02 July 2020, The Tablet

Prison reform – lessons from the Inferno


Prison reform – lessons from the Inferno

Virgil and Dante encounter those guilty of Simony: the trading of ecclesiastical privileges, such as pardons. Inferno, Canto XIX
Engraving by Gustave Dore (1832-1883). PA/©DEsign Pics, Ken Welsh

 

A remarkable experiment has convinced a university teacher that reforming our prisons requires nothing less than the rehabilitation of our own hearts

Imagine the ideal university humanities class: filled to capacity with attentive students, open to tackling unfamiliar material, progressively adopting the course content through creative, collaborative readings of the classic text at hand; and, if you’re lucky, even a spare moment for tea, biscuits and a chat with a classmate.
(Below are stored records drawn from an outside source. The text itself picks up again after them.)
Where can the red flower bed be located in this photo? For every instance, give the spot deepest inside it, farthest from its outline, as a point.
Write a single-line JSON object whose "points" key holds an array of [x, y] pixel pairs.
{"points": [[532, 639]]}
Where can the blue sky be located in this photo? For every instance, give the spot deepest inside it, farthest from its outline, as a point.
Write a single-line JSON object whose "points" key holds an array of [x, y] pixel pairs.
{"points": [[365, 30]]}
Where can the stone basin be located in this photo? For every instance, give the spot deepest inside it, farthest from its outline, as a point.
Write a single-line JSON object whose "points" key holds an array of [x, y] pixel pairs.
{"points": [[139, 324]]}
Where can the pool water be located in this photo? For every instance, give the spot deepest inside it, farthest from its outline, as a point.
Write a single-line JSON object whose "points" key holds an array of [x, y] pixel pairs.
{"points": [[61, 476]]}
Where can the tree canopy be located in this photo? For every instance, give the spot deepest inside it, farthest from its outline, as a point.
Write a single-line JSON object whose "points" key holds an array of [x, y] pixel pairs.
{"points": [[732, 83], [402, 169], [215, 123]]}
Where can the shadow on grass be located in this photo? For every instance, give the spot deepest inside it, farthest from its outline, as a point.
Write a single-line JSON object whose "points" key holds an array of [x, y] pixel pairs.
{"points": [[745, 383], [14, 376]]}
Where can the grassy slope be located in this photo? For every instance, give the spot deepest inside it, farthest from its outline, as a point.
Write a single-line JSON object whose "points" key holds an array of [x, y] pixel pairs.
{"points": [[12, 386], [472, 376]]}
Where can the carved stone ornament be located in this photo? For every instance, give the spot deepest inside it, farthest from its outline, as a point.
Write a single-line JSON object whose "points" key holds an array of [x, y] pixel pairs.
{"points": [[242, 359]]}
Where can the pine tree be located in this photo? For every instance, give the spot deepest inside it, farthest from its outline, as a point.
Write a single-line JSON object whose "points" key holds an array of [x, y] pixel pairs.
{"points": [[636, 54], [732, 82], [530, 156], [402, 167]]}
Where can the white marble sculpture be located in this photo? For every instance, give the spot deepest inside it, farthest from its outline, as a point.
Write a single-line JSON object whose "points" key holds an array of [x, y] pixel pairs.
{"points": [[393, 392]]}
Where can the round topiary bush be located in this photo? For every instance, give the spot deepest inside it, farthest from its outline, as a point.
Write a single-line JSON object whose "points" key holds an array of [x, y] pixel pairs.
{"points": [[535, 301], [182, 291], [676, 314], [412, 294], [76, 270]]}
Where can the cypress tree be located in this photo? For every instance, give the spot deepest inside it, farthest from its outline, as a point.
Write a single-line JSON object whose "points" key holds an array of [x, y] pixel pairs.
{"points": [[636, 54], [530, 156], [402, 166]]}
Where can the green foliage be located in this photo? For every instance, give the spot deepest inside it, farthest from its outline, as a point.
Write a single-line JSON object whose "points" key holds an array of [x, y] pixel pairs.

This dream first became a reality for me, not among the centuries-old spires and well-worn halls of a prestigious university, but in Her Majesty’s Prison Whitemoor, a high-security men’s prison about 30 miles north of Cambridge in the Fenland market town of March.

In coordination with Learning Together, an educational initiative pioneered by Drs Amy Ludlow and Ruth Armstrong of the Institute of Criminology, I invited a group of Cambridge University and Whitemoor students to navigate together one of the great masterpieces of Western literature, Dante Alighieri’s Divine Comedy.